Imports a track from another assembly.
gtrack.liftover(
track = NULL,
description = NULL,
src.track.dir = NULL,
chain = NULL,
src_overlap_policy = "error",
tgt_overlap_policy = "auto",
multi_target_agg = c("mean", "median", "sum", "min", "max", "count", "first", "last",
"nth", "max.coverage_len", "min.coverage_len", "max.coverage_frac",
"min.coverage_frac"),
params = NULL,
na.rm = TRUE,
min_n = NULL,
min_score = NULL
)name of a created track
a character string description
path to the directory of the source track
name of chain file or data frame as returned by 'gintervals.load_chain'
policy for handling source overlaps: "error" (default), "keep", or "discard". "keep" allows one source interval to map to multiple target intervals, "discard" discards all source intervals that have overlaps and "error" throws an error if source overlaps are detected.
policy for handling target overlaps. One of:
| Policy | Description |
| error | Throws an error if any target overlaps are detected. |
| auto | Default. Alias for "auto_score". |
| auto_score | Resolves overlaps by segmenting the target region and selecting the best chain for each segment based on alignment score (highest score wins). Tie-breakers: longest span, then lowest chain_id. |
| auto_longer | Resolves overlaps by segmenting and selecting the chain with the longest span for each segment. Tie-breakers: highest score, then lowest chain_id. |
| auto_first | Resolves overlaps by segmenting and selecting the chain with the lowest chain_id for each segment. |
| keep | Preserves all overlapping intervals. |
| discard | Discards any chain interval that has a target overlap with another chain interval. |
| agg | Segments overlaps into smaller disjoint regions where each region contains all contributing chains, allowing downstream aggregation to process multiple values per region. |
| best_source_cluster | Best source cluster strategy based on source overlap. When multiple chains map a source interval, clusters them by source overlap: if chain source intervals overlap (indicating true duplications), all mappings are retained; if chain source intervals are disjoint (indicating conflicting/alternative mappings), only the cluster with the largest total target length is kept. |
aggregation/selection policy for contributors that land on the same target locus. When multiple source intervals map to overlapping regions in the target genome (after applying tgt_overlap_policy), their values must be combined into a single value.
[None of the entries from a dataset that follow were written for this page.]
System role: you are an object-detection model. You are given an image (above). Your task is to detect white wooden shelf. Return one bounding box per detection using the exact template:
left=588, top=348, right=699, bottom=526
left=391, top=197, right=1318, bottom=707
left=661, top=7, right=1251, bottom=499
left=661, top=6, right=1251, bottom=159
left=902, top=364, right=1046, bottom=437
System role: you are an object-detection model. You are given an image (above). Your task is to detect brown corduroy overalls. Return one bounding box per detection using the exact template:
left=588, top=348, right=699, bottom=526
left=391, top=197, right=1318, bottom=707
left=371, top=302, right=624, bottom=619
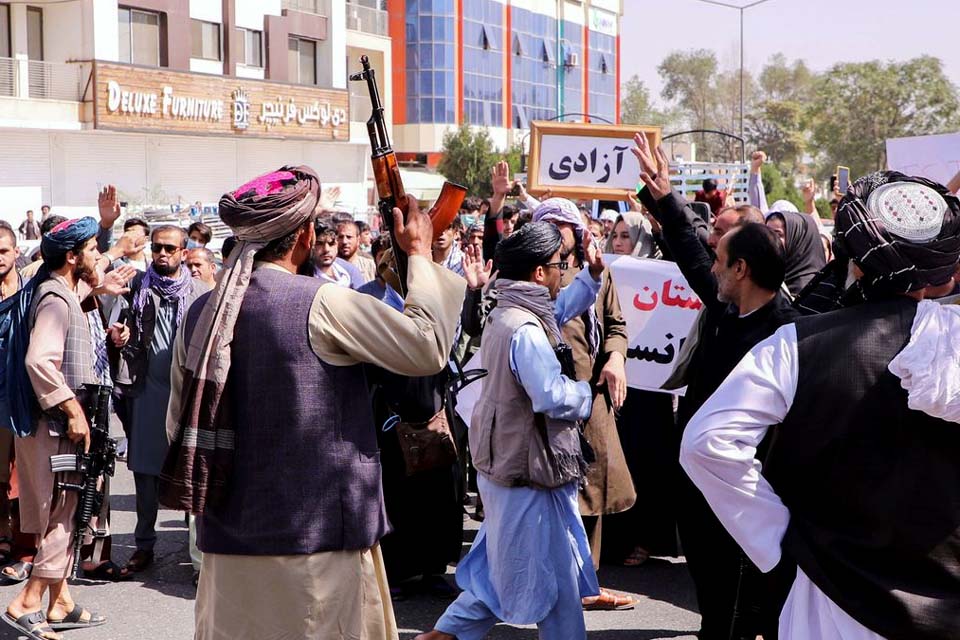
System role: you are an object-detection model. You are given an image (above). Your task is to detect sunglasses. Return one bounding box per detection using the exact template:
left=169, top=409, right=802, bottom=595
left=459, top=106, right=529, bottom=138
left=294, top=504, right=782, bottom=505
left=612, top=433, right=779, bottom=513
left=151, top=243, right=182, bottom=255
left=542, top=261, right=569, bottom=272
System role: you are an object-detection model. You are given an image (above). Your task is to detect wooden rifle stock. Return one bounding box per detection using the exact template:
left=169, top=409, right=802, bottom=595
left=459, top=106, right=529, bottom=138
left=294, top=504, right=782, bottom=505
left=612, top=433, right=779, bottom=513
left=351, top=55, right=466, bottom=297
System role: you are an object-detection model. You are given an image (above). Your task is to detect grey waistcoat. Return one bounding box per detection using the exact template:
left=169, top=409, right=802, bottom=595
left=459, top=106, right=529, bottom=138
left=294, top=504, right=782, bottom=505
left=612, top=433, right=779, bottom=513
left=194, top=268, right=388, bottom=555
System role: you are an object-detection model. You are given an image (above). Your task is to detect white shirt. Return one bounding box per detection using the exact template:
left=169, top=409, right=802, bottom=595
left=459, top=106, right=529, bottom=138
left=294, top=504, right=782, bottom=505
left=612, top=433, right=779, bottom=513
left=679, top=323, right=883, bottom=640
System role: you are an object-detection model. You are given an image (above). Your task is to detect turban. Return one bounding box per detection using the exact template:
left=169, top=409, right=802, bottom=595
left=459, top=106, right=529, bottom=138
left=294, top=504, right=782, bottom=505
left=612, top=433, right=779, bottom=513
left=495, top=221, right=563, bottom=281
left=835, top=171, right=960, bottom=299
left=159, top=166, right=319, bottom=514
left=40, top=216, right=99, bottom=262
left=533, top=198, right=587, bottom=236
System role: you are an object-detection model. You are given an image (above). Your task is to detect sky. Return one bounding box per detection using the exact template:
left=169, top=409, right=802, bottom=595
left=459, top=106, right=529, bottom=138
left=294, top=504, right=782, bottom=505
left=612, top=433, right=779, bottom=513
left=620, top=0, right=960, bottom=106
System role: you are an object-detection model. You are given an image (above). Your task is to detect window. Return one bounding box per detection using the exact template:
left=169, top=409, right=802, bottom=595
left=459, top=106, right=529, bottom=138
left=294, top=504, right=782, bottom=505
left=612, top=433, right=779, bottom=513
left=191, top=20, right=221, bottom=61
left=0, top=4, right=10, bottom=58
left=118, top=8, right=160, bottom=66
left=236, top=28, right=262, bottom=67
left=26, top=7, right=42, bottom=60
left=288, top=37, right=317, bottom=85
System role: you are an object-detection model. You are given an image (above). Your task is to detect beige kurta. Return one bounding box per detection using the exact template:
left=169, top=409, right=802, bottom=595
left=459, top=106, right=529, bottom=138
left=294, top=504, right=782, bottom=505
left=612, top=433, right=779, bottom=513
left=168, top=255, right=466, bottom=640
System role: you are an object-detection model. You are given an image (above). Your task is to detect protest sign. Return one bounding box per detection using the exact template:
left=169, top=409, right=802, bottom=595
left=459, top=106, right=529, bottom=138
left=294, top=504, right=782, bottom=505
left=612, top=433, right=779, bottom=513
left=886, top=132, right=960, bottom=186
left=455, top=256, right=702, bottom=423
left=527, top=122, right=660, bottom=201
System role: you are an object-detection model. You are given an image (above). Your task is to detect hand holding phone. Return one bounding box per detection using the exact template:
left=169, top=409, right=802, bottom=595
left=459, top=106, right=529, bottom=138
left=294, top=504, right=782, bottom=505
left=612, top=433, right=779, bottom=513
left=837, top=166, right=850, bottom=194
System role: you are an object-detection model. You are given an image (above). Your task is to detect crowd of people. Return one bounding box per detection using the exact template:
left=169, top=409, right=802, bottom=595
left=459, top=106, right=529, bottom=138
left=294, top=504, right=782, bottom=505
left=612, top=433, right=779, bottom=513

additional parameters for aggregation (e.g., for "nth" aggregation)
logical indicating whether NA values should be removed before aggregation (default: TRUE)
minimum number of non-NA values required for aggregation. If fewer values are available, the result will be NA.
optional minimum alignment score threshold. Chains with scores below this value are filtered out. Useful for excluding low-quality alignments.
None.
This function imports a track located in 'src.track.dir' of another assembly to the current database. Chain file instructs how the conversion of coordinates should be done. It can be either a name of a chain file or a data frame in the same format as returned by 'gintervals.load_chain' function. The name of the newly created track is specified by 'track' argument and 'description' is added as a track attribute.
Note: When passing a pre-loaded chain (data frame), overlap policies cannot be specified - they are taken from the chain's attributes that were set during loading. When passing a chain file path, policies can be specified and will be used for loading. Aggregation parameters (multi_target_agg, params, na.rm, min_n) can always be specified regardless of chain type.
Terminology note for UCSC chain format users: In the UCSC chain format specification, the fields prefixed with 't' (tName, tStart, tEnd, etc.) are called "target" or "reference", while fields prefixed with 'q' (qName, qStart, qEnd, etc.) are called "query". However, misha uses reversed terminology: UCSC's "target/reference" corresponds to misha's "source" (chromsrc, startsrc, endsrc), and UCSC's "query" corresponds to misha's "target" (chrom, start, end).